Even low levels of diesel emissions put construction workers at risk

If you’ve worked in construction – heck, if you walked down the street – you’ve inhaled diesel exhaust. For most of us, if we experience any negative effects, they’re gone before there’s time to think much of them. Unfortunately, many of those collective incidents aren’t long enough to qualify for scientific research. But if you dig a little deeper, there’s probably more to them than minor irritations.

According to OSHA, “Workers exposed to diesel exhaust face the risk of health effects ranging from irritation of the eyes and nose, headaches and nausea, to respiratory disease and lung cancer.”

Diesel exhaust contains over 40 toxins, including known carcinogens like arsenic, formaldehyde, and benzene. To avoid ever inhaling these poisons you’d have to either move to Antarctica or imprison yourself in a bomb shelter. However, when exposure is continuous – as is the case for construction workers – it’s a cause for concern. In fact, in 2012, The World Health Organization (WHO) reclassified diesel exhaust as a Category 1, “definite carcinogen.”
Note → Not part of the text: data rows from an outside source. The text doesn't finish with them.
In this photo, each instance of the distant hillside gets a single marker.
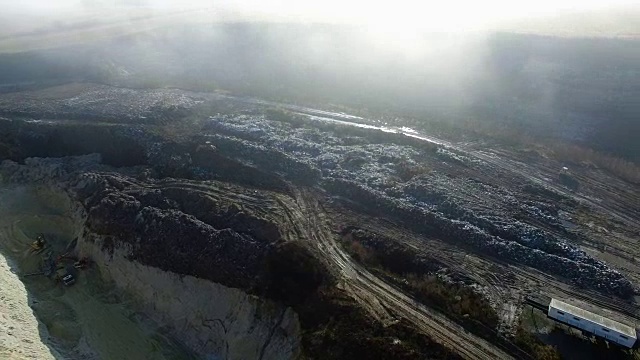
(584, 90)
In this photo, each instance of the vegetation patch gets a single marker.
(336, 327)
(458, 301)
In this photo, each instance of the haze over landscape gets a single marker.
(329, 180)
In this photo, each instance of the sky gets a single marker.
(396, 18)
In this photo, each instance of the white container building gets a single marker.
(611, 330)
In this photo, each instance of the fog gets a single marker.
(569, 66)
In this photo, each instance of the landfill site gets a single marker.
(203, 225)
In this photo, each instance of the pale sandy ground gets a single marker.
(86, 321)
(19, 333)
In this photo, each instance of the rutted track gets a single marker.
(382, 299)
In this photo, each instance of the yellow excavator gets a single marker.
(38, 245)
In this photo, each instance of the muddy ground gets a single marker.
(251, 178)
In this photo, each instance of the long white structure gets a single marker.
(598, 325)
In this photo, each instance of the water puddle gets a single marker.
(88, 320)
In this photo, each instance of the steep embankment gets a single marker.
(210, 318)
(19, 327)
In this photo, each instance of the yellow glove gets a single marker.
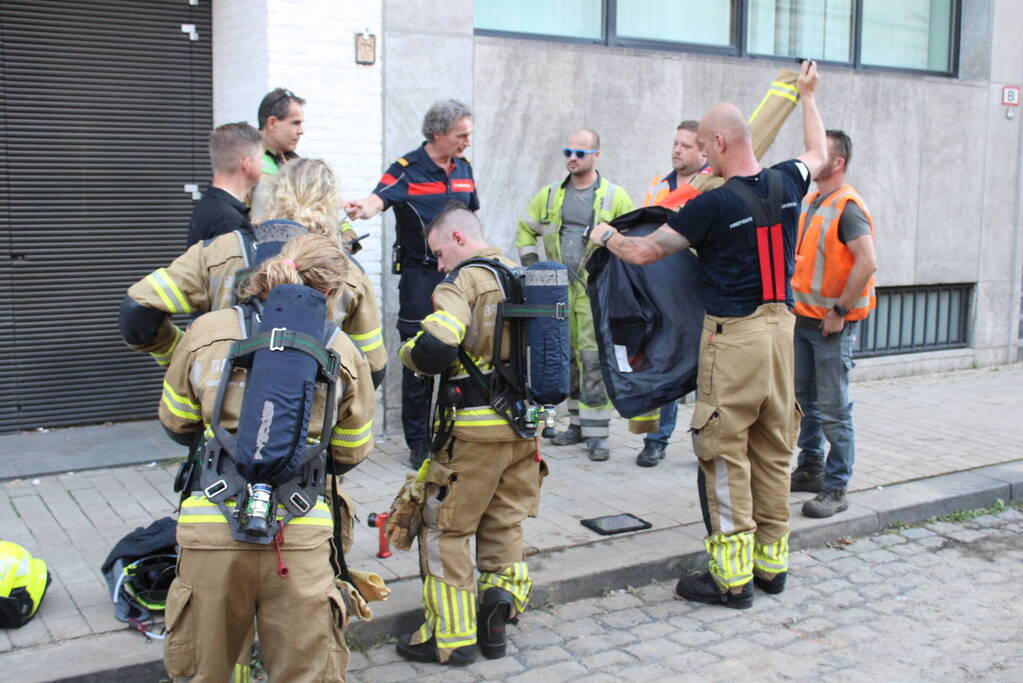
(405, 516)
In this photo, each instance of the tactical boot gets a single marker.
(495, 610)
(703, 588)
(571, 436)
(428, 651)
(597, 449)
(807, 477)
(774, 585)
(826, 504)
(651, 454)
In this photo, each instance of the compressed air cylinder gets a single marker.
(279, 389)
(548, 355)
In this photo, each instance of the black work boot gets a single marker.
(428, 651)
(826, 504)
(598, 450)
(651, 454)
(774, 585)
(417, 455)
(495, 610)
(807, 477)
(571, 436)
(703, 588)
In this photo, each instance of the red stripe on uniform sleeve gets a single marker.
(763, 254)
(427, 188)
(777, 255)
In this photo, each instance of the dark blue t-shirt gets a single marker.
(723, 232)
(418, 190)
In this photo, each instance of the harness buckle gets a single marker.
(300, 502)
(332, 364)
(215, 489)
(274, 344)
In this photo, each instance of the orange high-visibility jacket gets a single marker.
(823, 262)
(660, 193)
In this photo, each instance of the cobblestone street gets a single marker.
(938, 601)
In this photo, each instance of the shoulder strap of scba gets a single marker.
(255, 252)
(506, 386)
(220, 480)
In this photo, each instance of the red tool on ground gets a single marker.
(377, 519)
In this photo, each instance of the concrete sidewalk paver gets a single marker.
(932, 602)
(906, 429)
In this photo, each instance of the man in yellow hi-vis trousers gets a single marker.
(746, 417)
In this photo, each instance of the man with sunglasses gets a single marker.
(746, 418)
(562, 213)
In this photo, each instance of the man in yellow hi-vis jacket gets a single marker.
(484, 481)
(560, 214)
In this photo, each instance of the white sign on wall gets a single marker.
(1011, 95)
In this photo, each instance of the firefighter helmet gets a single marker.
(24, 580)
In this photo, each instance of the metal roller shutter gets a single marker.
(106, 107)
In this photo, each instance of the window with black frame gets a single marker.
(916, 318)
(914, 35)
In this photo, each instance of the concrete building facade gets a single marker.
(937, 157)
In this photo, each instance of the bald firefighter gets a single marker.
(690, 176)
(304, 197)
(256, 534)
(484, 475)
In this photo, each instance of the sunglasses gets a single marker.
(579, 153)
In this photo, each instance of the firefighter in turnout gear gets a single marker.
(484, 479)
(304, 196)
(561, 214)
(288, 586)
(746, 417)
(690, 176)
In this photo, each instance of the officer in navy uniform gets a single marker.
(418, 185)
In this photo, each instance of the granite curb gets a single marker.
(579, 572)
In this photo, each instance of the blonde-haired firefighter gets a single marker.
(223, 584)
(303, 196)
(484, 481)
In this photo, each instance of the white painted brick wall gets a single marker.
(312, 51)
(239, 61)
(309, 47)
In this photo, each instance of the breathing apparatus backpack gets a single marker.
(525, 389)
(267, 468)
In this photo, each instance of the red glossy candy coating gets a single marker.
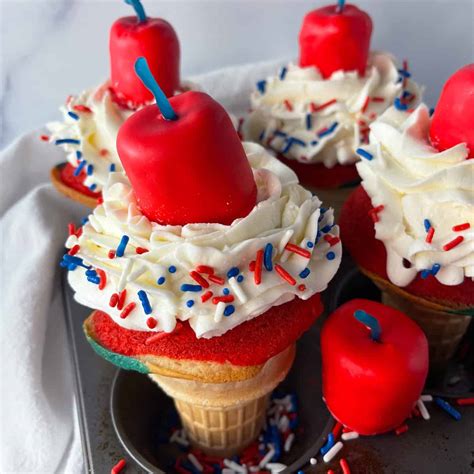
(154, 39)
(193, 169)
(333, 40)
(371, 387)
(453, 119)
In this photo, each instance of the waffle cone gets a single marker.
(222, 419)
(444, 330)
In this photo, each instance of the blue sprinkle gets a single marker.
(305, 273)
(364, 154)
(234, 271)
(188, 287)
(398, 104)
(161, 280)
(143, 297)
(121, 246)
(63, 141)
(404, 73)
(78, 170)
(267, 257)
(447, 408)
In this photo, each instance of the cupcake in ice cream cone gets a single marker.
(203, 264)
(315, 114)
(410, 225)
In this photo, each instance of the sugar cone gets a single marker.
(443, 329)
(222, 419)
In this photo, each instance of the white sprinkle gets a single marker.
(233, 465)
(329, 456)
(289, 442)
(124, 275)
(275, 466)
(424, 412)
(219, 311)
(237, 289)
(195, 462)
(349, 435)
(267, 457)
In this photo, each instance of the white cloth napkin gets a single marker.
(38, 426)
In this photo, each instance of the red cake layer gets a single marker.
(76, 182)
(250, 343)
(317, 175)
(358, 237)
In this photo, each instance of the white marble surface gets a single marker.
(51, 48)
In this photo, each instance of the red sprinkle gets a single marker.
(288, 105)
(331, 239)
(344, 466)
(205, 269)
(284, 274)
(128, 309)
(401, 429)
(465, 401)
(298, 250)
(113, 300)
(151, 322)
(206, 296)
(82, 108)
(223, 299)
(199, 279)
(216, 279)
(454, 243)
(118, 467)
(122, 297)
(74, 250)
(257, 276)
(315, 108)
(103, 278)
(460, 227)
(429, 235)
(373, 213)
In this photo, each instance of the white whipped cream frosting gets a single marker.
(420, 187)
(94, 132)
(283, 109)
(285, 213)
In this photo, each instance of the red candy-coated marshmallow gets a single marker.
(334, 38)
(188, 170)
(371, 386)
(154, 39)
(453, 119)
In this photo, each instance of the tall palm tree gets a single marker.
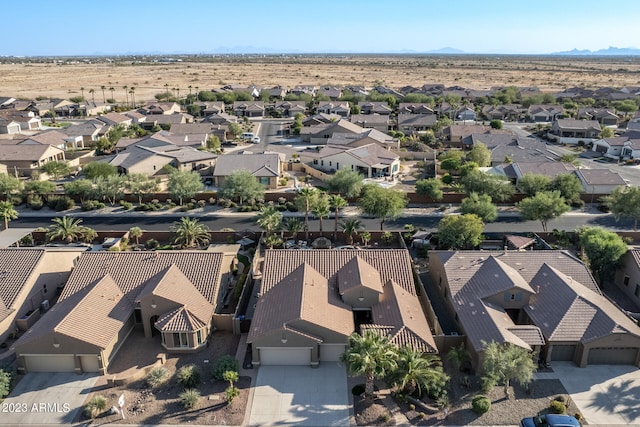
(320, 207)
(417, 371)
(7, 212)
(189, 232)
(336, 202)
(351, 227)
(304, 200)
(136, 233)
(371, 355)
(293, 226)
(269, 218)
(66, 228)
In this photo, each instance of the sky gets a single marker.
(121, 27)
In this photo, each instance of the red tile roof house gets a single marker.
(170, 295)
(27, 278)
(544, 301)
(308, 301)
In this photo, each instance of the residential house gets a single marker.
(627, 279)
(543, 301)
(544, 113)
(380, 122)
(310, 302)
(23, 159)
(248, 108)
(170, 295)
(599, 181)
(415, 123)
(340, 108)
(371, 160)
(603, 116)
(371, 107)
(572, 131)
(29, 278)
(267, 168)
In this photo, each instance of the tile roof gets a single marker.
(132, 270)
(16, 268)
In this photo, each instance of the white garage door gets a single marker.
(613, 356)
(285, 356)
(331, 352)
(50, 363)
(90, 363)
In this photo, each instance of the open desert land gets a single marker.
(62, 78)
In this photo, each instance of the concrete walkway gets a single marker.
(604, 394)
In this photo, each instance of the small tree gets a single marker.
(505, 362)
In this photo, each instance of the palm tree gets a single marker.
(66, 228)
(336, 202)
(417, 371)
(293, 226)
(351, 227)
(7, 212)
(269, 218)
(371, 355)
(304, 199)
(189, 232)
(321, 208)
(136, 233)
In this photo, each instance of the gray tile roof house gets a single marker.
(304, 314)
(544, 301)
(109, 294)
(265, 167)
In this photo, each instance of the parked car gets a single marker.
(550, 420)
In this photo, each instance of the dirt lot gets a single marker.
(64, 80)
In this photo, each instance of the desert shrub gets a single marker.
(557, 407)
(157, 376)
(480, 404)
(223, 364)
(189, 398)
(189, 376)
(95, 406)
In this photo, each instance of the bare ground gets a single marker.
(30, 79)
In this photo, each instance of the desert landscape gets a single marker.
(64, 77)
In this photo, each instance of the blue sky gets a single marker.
(87, 27)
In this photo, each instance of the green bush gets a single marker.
(95, 406)
(480, 404)
(189, 376)
(189, 398)
(223, 364)
(557, 407)
(157, 376)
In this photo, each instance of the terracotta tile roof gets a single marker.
(356, 273)
(132, 270)
(16, 267)
(173, 285)
(401, 316)
(567, 311)
(180, 320)
(301, 296)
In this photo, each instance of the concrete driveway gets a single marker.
(605, 394)
(301, 396)
(47, 398)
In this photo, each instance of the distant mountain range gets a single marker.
(610, 51)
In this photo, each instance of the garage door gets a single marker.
(285, 356)
(90, 363)
(50, 363)
(563, 352)
(613, 356)
(331, 352)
So where does all this leave us?

The nuts and bolts of it

It doesn’t take a doctorate to understand the general problem with inhaling diesel exhaust – it’s basically soot, a mixture of ultra-fine particles and gases. To add more disturbing entries to the list of ingredients: carbon monoxide, nitrogen oxides, metallic abrasion particles, and volatile organic compounds.

To make matters worse, the soot is fine enough to get pulled deep into the lungs even during rested breathing. From there, just like nicotine, those toxins are absorbed into the bloodstream. These fumes are especially problematic for individuals with heart and respiratory problems such as asthma or emphysema.

Where it hurts

Both short- and long-term exposure to diesel emissions can lead to health problems. Common low-exposure symptoms include headaches, dizziness, nausea, and eye, nose, and throat irritation. Aside from the discomfort this brings, it also damages work efficiency.

A 2008 study put one group of volunteers in a room with clean air, and another in one with a similar amount of diesel exhaust produced by busy road. After about 30 minutes of being in the diesel room, EEG readings revealed an increased stress response in the participants’ brains. Unfortunately, the effects persisted even after leaving the room. The researchers believe soot particles in diesel exhaust are able to penetrate the brain, thereby affecting brain function – and that’s only short term exposure.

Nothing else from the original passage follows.